Sources Of Business Finance
There are quite a few different types of finance that businesses can either use or get to help start up or expand their business. In fact, raising funds is quite simple, but it’s about choosing the right source for you that has the last drawbacks.
Below, we have put together some of the most common sources of business finance you many come across.
When launching a business, many people will use their own money and personal assets, maybe from savings or even raising a loan against an asset (for example remortgaging their home). This has the advantage of putting you in control, and it might be your only choice when you first start off.
For more established organisations, or when the business begins to expand, internal funding sources become (for the most part) insufficient. This then requires the usage of outside funding.
Bank Loans And Overdrafts
Most consumers turn to their local bank as their first stop when looking for financing. In this sector, banks are quite active, looking for businesses to lend money to.
Banks almost always choose to grant you an overdraft or raise your credit limit instead of making a formal loan, especially in small- and start-up-business scenarios.
With a strong business income, overdrafts are an extremely flexible form of financing that can be repaid earlier than a formal loan.
If an investment opportunity presents itself while you are funding the overdraft, you might consider extending the choices on your overdraft capacity to fund the undertaking.
While, the benefits of a fixed term loan are recognized by many businesses. They can rest easy knowing that the loan’s recurring instalments will make it easier to estimate and plan for cash flow.
Additionally, they believe that a term loan shows a stronger commitment from the bank to their business during the course of the loan. You can call in an overdraft, but the banks cannot take the funds away from you unless you are not making your loan instalments.
Types Of Security Needed
Many smaller loans won’t need any security, but if larger sums of money are needed, the bank will undoubtedly want some kind of security from you.
Although more risk-averse borrowers would wish to avoid doing this, it is customary for business owners to use their own residences as collateral. Any co-owners should be consulted before presenting any form of security for a loan.
This is so they are fully informed of the scenario and any potential repercussions.
The Enterprise Finance Guarantee Scheme is a potential additional source of security. A startup company may be able to obtain a promise for loans towards £1,200,000. Even if it is unable to offer any other kind of security.
The government promises to refund the bank or other lender up to 75% of the loan if you fall behind on your payments. This is in exchange for a 2% premium paid on the loan’s outstanding sum.
Family And Friends
As your family and friends know you and your company and are frequently willing to help out. A loan from them can be one of the simplest sources of funding for small businesses.
Due to the difficulties in obtaining financing before the business has built a trading history and credit rating, it is typically employed by people starting out in business. This type of loan isn’t accessible to everyone, but it can be quite helpful in the right situations.

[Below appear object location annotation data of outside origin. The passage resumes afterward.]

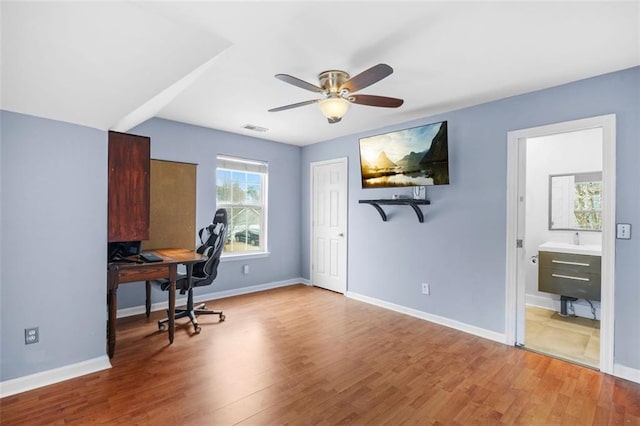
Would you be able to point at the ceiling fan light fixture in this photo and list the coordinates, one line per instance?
(334, 108)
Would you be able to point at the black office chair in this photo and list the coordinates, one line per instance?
(203, 273)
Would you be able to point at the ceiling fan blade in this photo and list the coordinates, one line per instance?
(371, 100)
(282, 108)
(299, 83)
(367, 78)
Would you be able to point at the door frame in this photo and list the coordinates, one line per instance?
(312, 165)
(514, 287)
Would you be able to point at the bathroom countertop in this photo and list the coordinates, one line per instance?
(588, 249)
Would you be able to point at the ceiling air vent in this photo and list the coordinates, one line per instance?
(255, 128)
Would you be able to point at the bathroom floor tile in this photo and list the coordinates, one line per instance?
(574, 339)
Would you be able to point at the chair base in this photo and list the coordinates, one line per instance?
(192, 314)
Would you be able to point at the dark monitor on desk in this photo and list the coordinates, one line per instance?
(120, 249)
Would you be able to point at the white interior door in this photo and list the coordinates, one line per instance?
(329, 224)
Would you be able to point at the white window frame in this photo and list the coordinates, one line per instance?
(232, 163)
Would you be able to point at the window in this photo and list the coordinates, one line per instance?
(241, 188)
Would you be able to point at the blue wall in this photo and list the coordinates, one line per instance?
(54, 205)
(191, 144)
(54, 231)
(460, 249)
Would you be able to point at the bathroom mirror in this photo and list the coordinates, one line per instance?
(575, 201)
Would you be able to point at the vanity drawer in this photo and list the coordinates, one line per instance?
(570, 262)
(583, 285)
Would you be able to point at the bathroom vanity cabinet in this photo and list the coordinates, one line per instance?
(569, 274)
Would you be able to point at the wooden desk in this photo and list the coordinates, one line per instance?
(126, 272)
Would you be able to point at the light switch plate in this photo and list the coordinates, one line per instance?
(623, 231)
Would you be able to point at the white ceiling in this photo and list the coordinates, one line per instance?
(113, 65)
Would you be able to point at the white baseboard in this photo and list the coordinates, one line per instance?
(581, 309)
(471, 329)
(44, 378)
(161, 306)
(627, 373)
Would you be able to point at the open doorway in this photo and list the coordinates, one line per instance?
(560, 252)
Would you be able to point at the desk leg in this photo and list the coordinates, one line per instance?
(147, 302)
(112, 306)
(173, 272)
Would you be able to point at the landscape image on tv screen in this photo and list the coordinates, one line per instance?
(411, 157)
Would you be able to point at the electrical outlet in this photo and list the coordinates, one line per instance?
(623, 231)
(31, 335)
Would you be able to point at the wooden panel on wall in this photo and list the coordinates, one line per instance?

To avoid misunderstandings or issues later on, it is crucial to approach the arrangement formally as if it were from a bank, with an agreement and clear terms.

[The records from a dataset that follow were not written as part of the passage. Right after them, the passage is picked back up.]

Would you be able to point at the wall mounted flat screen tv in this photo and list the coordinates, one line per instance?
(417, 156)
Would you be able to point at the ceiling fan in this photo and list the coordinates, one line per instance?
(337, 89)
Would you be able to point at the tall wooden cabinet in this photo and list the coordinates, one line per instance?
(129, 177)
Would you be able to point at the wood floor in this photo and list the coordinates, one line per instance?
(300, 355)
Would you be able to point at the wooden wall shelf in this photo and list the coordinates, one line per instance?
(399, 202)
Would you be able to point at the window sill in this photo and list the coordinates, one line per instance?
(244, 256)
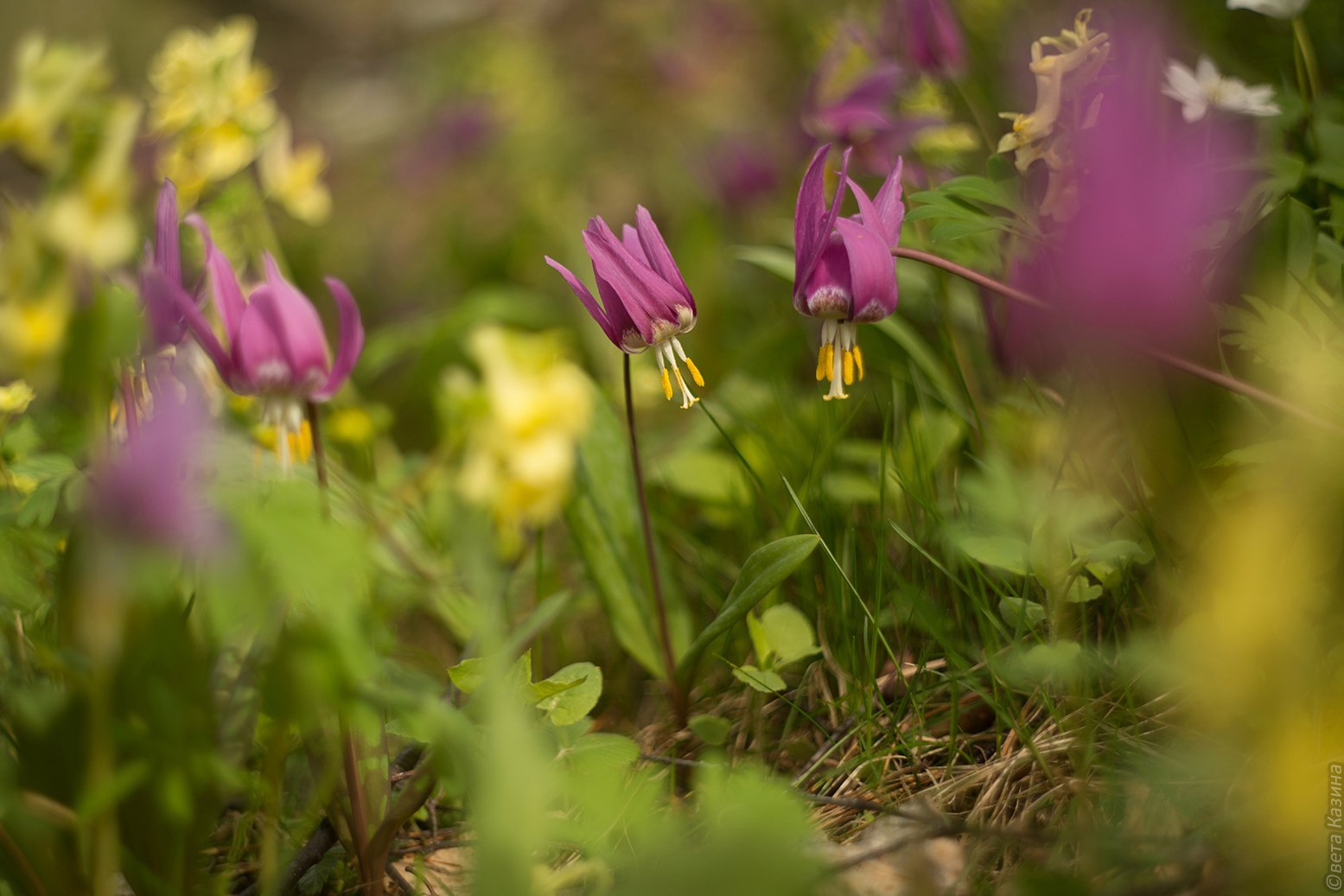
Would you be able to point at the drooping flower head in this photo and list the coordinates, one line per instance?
(927, 34)
(646, 302)
(843, 268)
(1205, 89)
(277, 348)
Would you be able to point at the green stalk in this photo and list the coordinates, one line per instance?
(675, 692)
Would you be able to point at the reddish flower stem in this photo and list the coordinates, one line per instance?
(1217, 378)
(676, 694)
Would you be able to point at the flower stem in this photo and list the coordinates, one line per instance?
(319, 457)
(1217, 378)
(679, 702)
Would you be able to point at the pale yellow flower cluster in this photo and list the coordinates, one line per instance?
(1046, 132)
(50, 82)
(214, 108)
(520, 450)
(15, 397)
(35, 298)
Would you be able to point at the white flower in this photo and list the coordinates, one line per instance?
(1277, 9)
(1203, 87)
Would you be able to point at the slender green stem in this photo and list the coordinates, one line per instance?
(1304, 45)
(679, 702)
(1217, 378)
(319, 457)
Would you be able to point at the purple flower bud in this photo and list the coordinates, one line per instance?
(646, 302)
(843, 268)
(150, 489)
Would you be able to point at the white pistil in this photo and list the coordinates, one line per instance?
(663, 350)
(838, 361)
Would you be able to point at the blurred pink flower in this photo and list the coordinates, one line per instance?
(1137, 259)
(150, 489)
(646, 302)
(843, 266)
(277, 348)
(927, 33)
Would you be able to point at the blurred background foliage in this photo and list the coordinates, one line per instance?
(1128, 588)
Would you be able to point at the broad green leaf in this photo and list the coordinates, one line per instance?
(711, 729)
(1017, 610)
(761, 680)
(583, 689)
(1010, 555)
(789, 634)
(980, 189)
(761, 574)
(1082, 591)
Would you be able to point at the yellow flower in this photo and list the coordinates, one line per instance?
(16, 397)
(293, 178)
(35, 298)
(520, 452)
(213, 101)
(351, 425)
(92, 219)
(50, 81)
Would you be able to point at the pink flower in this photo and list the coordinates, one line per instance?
(646, 302)
(843, 266)
(929, 35)
(150, 491)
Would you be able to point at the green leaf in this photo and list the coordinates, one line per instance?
(711, 729)
(980, 189)
(602, 518)
(949, 230)
(761, 574)
(1017, 610)
(1010, 555)
(789, 634)
(760, 680)
(469, 675)
(1082, 591)
(583, 689)
(769, 258)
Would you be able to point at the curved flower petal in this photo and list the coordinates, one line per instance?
(812, 220)
(351, 340)
(603, 319)
(890, 208)
(164, 295)
(167, 239)
(281, 346)
(872, 273)
(647, 297)
(658, 254)
(223, 283)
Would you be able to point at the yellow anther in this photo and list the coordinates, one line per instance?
(695, 372)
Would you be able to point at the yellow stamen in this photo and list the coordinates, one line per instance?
(687, 399)
(695, 372)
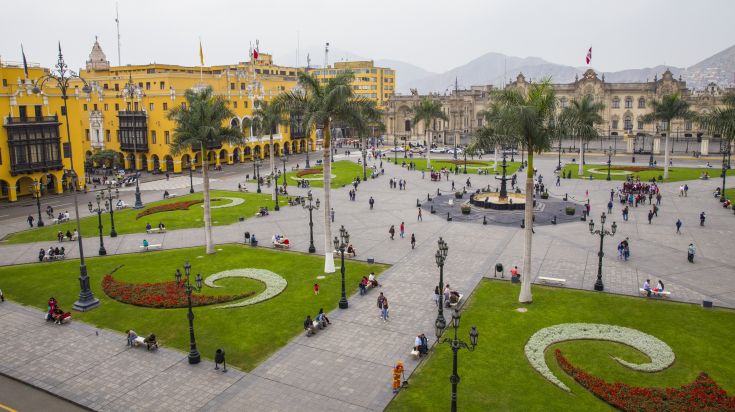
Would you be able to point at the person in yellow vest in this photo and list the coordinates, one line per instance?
(397, 375)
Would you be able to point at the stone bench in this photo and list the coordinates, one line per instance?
(552, 281)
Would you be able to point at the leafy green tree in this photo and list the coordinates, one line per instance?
(322, 105)
(427, 111)
(669, 108)
(529, 117)
(199, 125)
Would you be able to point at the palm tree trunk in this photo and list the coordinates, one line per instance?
(525, 296)
(580, 172)
(666, 150)
(273, 168)
(207, 206)
(428, 149)
(327, 171)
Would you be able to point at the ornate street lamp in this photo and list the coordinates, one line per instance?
(341, 244)
(602, 232)
(194, 356)
(310, 207)
(36, 190)
(441, 257)
(456, 345)
(62, 76)
(111, 206)
(99, 211)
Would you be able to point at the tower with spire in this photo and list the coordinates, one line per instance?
(97, 58)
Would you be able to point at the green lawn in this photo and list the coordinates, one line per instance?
(248, 334)
(675, 173)
(498, 377)
(343, 171)
(472, 165)
(126, 222)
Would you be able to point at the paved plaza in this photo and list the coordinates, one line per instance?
(348, 366)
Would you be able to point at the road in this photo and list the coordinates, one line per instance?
(17, 396)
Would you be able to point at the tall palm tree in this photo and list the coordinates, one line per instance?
(721, 120)
(200, 124)
(269, 116)
(426, 111)
(582, 116)
(321, 105)
(529, 117)
(669, 108)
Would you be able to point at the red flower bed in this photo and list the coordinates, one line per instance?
(702, 395)
(304, 172)
(165, 295)
(184, 205)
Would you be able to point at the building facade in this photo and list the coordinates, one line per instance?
(126, 113)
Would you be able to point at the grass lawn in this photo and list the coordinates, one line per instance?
(248, 334)
(498, 377)
(126, 222)
(343, 171)
(675, 173)
(472, 165)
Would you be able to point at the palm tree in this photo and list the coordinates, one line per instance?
(427, 111)
(722, 120)
(669, 108)
(529, 117)
(321, 105)
(199, 125)
(582, 116)
(269, 116)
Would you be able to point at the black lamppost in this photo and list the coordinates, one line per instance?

With this type of investment, cash is given in exchange for stock in the company. Giving the investor a stake in your business. They will obtain some strategic control, which might take the shape of accepting the investment as a corporate partner, for example.
Naturally, this results in you having less influence over your company. As the stakeholder is allowed to have their say and input as they are helping fund you.
Government Funded Schemes
Businesses that are less than 24 months old can seek a personal start-up loan up to £25,000 that is supported by the government.
You will have your credit verified, as with other loan applications. The majority of startup expenditures may be covered by the loan, but neither training nor debt repayment are permitted.
On rare occasions, local governments might be able to provide grants and loans to new businesses. It is important to note that grants are uncommon, subject to tight eligibility requirements, and frequently targeted at particular business stages or industries.
Making them potentially only useful for certain purposes.
Check with your local council’s department of business services or economic development to see if they have any programs that would apply to you.
An increasingly common and well-liked form of financing that enables people to contribute a small sum of money to a business is crowdfunding. Through internet crowdfunding platforms, businesses searching for financing are typically paired with potential investors.
By presenting your business plan to potential investors and enticing them with rewards, you can raise money. It operates by asking a lot of individuals to invest a little bit of money.
It may be a good approach to generate money for a new project, but you’ll need a compelling pitch to persuade others to participate. Typically, the crowdfunding website will impose a fee as well.
The fact that there is no assurance that the project will receive funding is a drawback. To successfully raise enough money through crowdfunding, a business must be able to effectively sell its products or technology. For new businesses and product launches, it can be incredibly helpful.
Angel Finance And Funding
Rich people or successful businessmen who have retired frequently contribute this kind of support and funding to businesses. Syndicates or networks of angel investors may occasionally be formed by angel investors.
A seasoned individual with experience who can offer knowledge, counsel, and financial backing is generally referred to as an angel investor. Typically, they put down between £10,000 and £100,000. This can make this source of funding priceless for some companies.
You will have to give up some firm equity in exchange for the financial investment, which is a significant difference from the other forms of finance discussed thus far.
Additionally, even if there are no repayments due, the investor may decide to place some limitations on the way their money may be spent.
Enterprise agencies are independent organisations that promote small businesses. In addition to offering business consulting services, they frequently have access to or can point you in the direction of local financing sources.
In England, there is a collection of independent local business organisations called the National Enterprise Network. All these can offer you sources of income for your business.
No matter the type of business financing you choose, it’s critical to develop a strong business case that outlines the benefits of the investment and estimates its return. Banks and organisations will then be enticed to lend you money as a result.
As you can see, there are many different sources of business financing options available to you. You must carefully consider the options you choose because some have more disadvantages than others.
We hope this article has given you an insight on some of the different sources of business finance available to you in the UK.